Arator blieb vor einem verfallenen Haus stehen und wandte sich ihr zu. Dieser Ort war vor langer Zeit den Geißeligen zum Opfer gefallen und wurde gerade erst wieder aufgebaut; ein frischer Stapel Steine wartete neben einer halb fertiggestellten Mauer, und jemand pflegte zwei frisch gepflanzte Setzlinge auf jeder Seite eines klaffenden Lochs, das eines Tages wieder eine rot gestrichene Tür tragen würde.

Eine Familie hatte hier gelebt, einst. Sie waren vertrieben worden – oder Schlimmeres. Aber jetzt hatten sich die Leute von Silbermond zusammengetan, um es wieder aufzubauen, und bald würden hier neue Erinnerungen entstehen.

Gebrochene Dinge können repariert werden, dachte Alleria, als sie den langen, breitschultrigen Schatten ihres Sohnes an der Wand betrachtete. Wenn es Hoffnung gab, konnte es Heilung geben.

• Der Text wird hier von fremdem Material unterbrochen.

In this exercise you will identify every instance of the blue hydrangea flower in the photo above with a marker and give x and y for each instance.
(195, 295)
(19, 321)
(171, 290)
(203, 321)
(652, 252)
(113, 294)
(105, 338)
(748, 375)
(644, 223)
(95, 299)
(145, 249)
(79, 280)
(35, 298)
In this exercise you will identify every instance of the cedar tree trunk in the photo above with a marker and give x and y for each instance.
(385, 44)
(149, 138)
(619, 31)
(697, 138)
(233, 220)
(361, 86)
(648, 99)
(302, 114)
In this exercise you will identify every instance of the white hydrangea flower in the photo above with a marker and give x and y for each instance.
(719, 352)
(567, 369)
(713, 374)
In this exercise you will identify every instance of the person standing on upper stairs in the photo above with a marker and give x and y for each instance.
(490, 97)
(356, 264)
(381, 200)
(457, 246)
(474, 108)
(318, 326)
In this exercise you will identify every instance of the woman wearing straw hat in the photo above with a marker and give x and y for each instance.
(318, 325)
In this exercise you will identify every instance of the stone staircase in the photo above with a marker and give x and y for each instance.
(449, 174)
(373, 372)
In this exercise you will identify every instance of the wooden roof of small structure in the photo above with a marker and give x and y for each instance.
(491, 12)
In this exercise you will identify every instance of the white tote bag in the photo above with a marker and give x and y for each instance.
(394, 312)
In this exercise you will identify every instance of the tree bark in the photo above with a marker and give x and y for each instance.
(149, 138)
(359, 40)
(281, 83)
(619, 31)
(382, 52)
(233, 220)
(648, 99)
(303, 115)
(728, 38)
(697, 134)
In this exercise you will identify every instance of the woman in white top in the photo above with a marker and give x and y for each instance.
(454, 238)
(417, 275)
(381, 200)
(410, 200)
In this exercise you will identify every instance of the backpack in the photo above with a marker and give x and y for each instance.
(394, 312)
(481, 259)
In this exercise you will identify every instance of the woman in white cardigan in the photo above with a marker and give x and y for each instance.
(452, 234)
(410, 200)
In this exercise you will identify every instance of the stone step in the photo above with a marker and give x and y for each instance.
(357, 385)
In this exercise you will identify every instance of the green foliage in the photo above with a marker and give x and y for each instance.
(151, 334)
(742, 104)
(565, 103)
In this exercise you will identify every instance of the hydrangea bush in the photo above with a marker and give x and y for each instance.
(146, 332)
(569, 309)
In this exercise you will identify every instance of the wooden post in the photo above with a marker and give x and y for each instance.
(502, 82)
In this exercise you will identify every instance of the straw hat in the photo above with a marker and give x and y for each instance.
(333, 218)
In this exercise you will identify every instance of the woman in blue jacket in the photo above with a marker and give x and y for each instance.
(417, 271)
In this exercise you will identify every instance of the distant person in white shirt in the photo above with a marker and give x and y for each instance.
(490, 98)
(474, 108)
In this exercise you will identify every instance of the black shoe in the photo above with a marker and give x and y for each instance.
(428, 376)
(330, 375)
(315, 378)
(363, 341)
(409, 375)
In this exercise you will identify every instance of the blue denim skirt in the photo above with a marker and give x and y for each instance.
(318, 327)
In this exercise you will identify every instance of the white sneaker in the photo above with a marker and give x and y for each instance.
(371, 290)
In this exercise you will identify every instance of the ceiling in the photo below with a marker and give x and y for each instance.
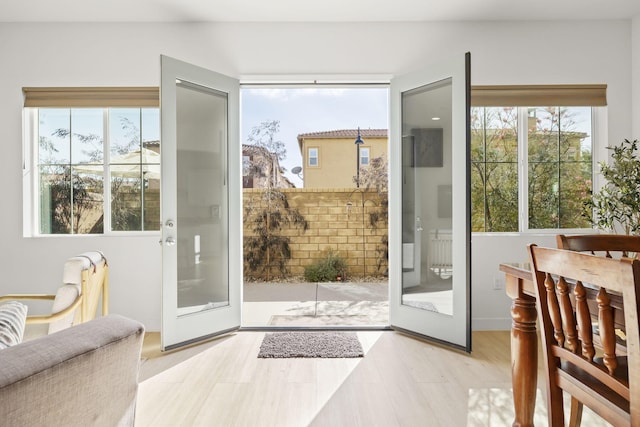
(317, 11)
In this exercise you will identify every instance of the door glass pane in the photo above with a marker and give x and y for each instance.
(202, 199)
(427, 265)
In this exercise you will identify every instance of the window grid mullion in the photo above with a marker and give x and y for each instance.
(523, 169)
(71, 183)
(106, 188)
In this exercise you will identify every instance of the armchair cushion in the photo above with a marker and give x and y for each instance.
(65, 296)
(13, 315)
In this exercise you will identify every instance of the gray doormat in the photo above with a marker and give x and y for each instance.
(310, 344)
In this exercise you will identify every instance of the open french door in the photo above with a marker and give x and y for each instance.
(429, 203)
(200, 203)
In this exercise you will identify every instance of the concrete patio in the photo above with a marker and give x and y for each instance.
(315, 304)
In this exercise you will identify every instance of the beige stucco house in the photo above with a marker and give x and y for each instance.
(329, 157)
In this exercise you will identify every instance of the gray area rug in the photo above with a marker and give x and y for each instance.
(310, 344)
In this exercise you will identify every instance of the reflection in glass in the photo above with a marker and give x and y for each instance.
(202, 198)
(427, 265)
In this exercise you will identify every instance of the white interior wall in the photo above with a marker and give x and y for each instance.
(128, 54)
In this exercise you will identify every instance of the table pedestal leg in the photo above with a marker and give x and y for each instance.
(524, 359)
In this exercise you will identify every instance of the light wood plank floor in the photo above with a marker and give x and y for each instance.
(401, 381)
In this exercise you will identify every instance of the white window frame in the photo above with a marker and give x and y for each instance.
(598, 152)
(317, 157)
(30, 182)
(362, 156)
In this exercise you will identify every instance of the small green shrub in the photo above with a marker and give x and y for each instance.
(326, 269)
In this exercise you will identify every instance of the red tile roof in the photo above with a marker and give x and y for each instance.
(346, 133)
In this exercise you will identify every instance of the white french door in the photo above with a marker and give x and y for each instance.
(200, 203)
(429, 203)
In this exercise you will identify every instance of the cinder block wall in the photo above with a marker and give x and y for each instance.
(338, 219)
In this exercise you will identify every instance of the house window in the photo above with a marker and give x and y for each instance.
(313, 157)
(364, 156)
(91, 170)
(532, 167)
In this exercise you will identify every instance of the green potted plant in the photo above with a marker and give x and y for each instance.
(617, 204)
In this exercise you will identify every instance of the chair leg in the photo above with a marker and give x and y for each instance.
(575, 419)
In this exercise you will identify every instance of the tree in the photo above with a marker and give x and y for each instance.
(74, 199)
(375, 179)
(267, 247)
(264, 136)
(618, 202)
(559, 169)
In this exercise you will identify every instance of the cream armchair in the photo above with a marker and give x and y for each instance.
(85, 283)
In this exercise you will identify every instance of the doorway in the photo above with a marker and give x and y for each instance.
(211, 125)
(316, 155)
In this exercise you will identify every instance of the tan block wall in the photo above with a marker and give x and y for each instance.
(335, 218)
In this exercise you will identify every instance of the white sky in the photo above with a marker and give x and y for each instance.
(303, 110)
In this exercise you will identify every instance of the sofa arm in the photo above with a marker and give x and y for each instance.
(86, 375)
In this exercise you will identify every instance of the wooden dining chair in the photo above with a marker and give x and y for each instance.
(608, 245)
(604, 381)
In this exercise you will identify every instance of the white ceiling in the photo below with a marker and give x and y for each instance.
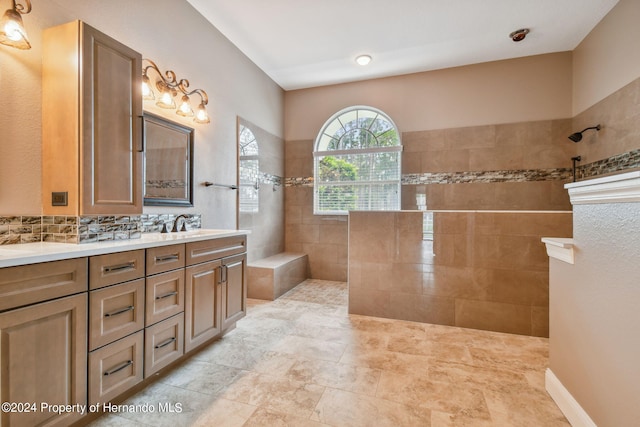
(304, 43)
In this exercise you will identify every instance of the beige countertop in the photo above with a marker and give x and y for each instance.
(31, 253)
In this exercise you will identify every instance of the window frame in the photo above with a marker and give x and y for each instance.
(254, 202)
(318, 154)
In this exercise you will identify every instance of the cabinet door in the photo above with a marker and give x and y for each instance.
(234, 289)
(111, 111)
(43, 359)
(202, 303)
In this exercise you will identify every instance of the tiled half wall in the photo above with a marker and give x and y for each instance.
(84, 229)
(482, 270)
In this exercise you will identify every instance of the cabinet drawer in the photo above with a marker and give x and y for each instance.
(208, 250)
(115, 311)
(163, 343)
(165, 258)
(164, 296)
(105, 270)
(28, 284)
(115, 368)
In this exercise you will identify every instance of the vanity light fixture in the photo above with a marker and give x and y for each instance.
(12, 32)
(169, 87)
(363, 60)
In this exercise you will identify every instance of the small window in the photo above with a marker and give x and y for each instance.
(249, 171)
(357, 163)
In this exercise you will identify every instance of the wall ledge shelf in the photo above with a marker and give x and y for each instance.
(621, 188)
(560, 248)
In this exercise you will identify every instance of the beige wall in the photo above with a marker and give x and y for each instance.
(608, 58)
(176, 37)
(518, 90)
(594, 347)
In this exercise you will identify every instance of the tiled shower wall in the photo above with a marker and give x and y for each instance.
(483, 270)
(517, 166)
(85, 229)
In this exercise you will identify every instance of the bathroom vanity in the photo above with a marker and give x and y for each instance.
(83, 324)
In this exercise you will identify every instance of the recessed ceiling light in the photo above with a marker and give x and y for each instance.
(519, 35)
(363, 59)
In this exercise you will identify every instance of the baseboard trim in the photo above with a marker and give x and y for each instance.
(565, 401)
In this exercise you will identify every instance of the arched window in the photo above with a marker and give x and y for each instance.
(249, 170)
(357, 162)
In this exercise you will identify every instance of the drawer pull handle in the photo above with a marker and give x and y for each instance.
(119, 368)
(120, 311)
(167, 295)
(166, 343)
(113, 268)
(171, 257)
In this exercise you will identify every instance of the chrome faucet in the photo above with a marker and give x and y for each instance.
(184, 223)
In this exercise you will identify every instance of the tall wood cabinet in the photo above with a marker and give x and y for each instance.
(92, 123)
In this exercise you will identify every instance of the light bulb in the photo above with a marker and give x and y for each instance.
(185, 107)
(12, 30)
(166, 100)
(147, 93)
(202, 116)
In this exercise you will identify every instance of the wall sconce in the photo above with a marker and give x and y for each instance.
(169, 87)
(12, 32)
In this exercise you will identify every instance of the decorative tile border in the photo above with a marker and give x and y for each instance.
(617, 163)
(20, 229)
(16, 229)
(299, 182)
(488, 176)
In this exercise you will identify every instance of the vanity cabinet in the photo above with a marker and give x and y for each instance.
(165, 296)
(214, 287)
(44, 344)
(116, 323)
(91, 123)
(86, 330)
(234, 289)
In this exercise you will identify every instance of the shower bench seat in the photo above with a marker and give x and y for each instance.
(269, 278)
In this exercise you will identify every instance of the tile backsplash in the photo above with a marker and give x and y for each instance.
(16, 229)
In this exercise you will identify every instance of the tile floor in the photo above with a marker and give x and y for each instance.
(303, 361)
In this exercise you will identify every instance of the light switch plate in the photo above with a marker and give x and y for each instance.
(59, 198)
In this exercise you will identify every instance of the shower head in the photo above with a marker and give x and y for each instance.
(577, 137)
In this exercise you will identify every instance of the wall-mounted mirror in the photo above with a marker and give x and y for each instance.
(168, 162)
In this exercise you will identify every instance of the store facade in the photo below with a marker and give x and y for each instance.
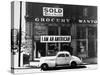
(52, 27)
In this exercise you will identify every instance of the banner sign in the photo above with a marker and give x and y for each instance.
(52, 11)
(54, 39)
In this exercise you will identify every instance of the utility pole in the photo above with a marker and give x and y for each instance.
(20, 34)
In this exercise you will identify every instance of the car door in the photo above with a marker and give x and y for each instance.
(67, 58)
(61, 59)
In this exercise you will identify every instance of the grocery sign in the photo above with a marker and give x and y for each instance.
(51, 39)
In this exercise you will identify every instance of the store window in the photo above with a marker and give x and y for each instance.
(52, 47)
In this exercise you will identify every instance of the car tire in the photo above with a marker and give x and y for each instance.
(73, 64)
(44, 67)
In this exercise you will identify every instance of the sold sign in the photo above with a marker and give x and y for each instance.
(52, 11)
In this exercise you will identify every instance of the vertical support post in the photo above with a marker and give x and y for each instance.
(20, 34)
(87, 41)
(59, 30)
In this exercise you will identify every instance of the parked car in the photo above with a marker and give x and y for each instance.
(62, 58)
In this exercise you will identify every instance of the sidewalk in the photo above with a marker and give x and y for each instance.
(90, 60)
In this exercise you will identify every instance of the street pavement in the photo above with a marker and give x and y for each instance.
(79, 68)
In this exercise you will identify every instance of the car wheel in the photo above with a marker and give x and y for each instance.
(44, 67)
(73, 64)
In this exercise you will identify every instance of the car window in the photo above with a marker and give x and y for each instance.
(67, 55)
(61, 55)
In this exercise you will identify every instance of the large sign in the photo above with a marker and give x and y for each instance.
(52, 11)
(54, 39)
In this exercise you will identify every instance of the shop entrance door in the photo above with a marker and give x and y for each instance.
(52, 48)
(40, 49)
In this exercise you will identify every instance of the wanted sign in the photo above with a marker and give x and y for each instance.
(51, 39)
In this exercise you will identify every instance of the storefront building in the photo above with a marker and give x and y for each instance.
(55, 27)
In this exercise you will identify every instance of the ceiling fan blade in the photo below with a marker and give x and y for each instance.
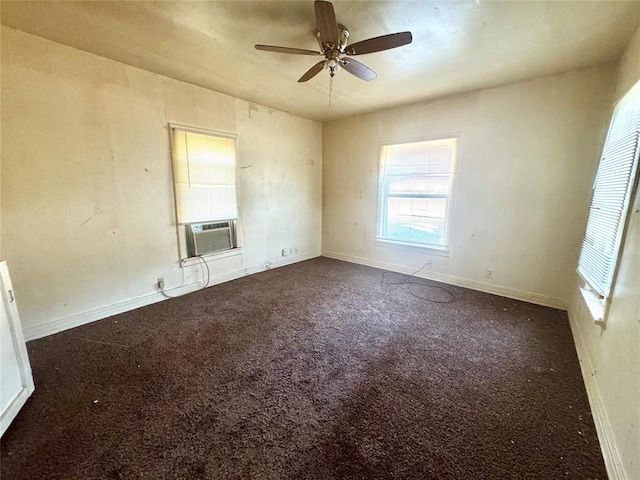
(326, 22)
(312, 72)
(297, 51)
(358, 69)
(377, 44)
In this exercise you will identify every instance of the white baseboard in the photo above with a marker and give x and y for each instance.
(458, 281)
(610, 453)
(65, 323)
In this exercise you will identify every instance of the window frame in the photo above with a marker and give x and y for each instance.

“Ich betete, dass du es fühlst”, gab sie zu. “Es gab Momente, in denen ich dein Gesicht durch das Licht sehen konnte, und mein Herz schmerzte, dass ich dich nicht halten konnte, wie es eine Mutter sollte. Es gab Zeiten, da war es, als ob ich dich nach mir rufen fühlte, und ich griff zurück und hoffte, dass du wusstest, dass du geliebt wurdest. Es ist, als ob schon immer eine Schnur von meinem Herzen zu deinem reicht, egal wie weit weg du bist. Alles ist verbunden, wie das Licht mit der Dunkelheit. Im perfekten Gleichgewicht.” Sie betrachtete die beiden schlangenartigen Drachen, die sich an jedem seiner Arme hochwanden.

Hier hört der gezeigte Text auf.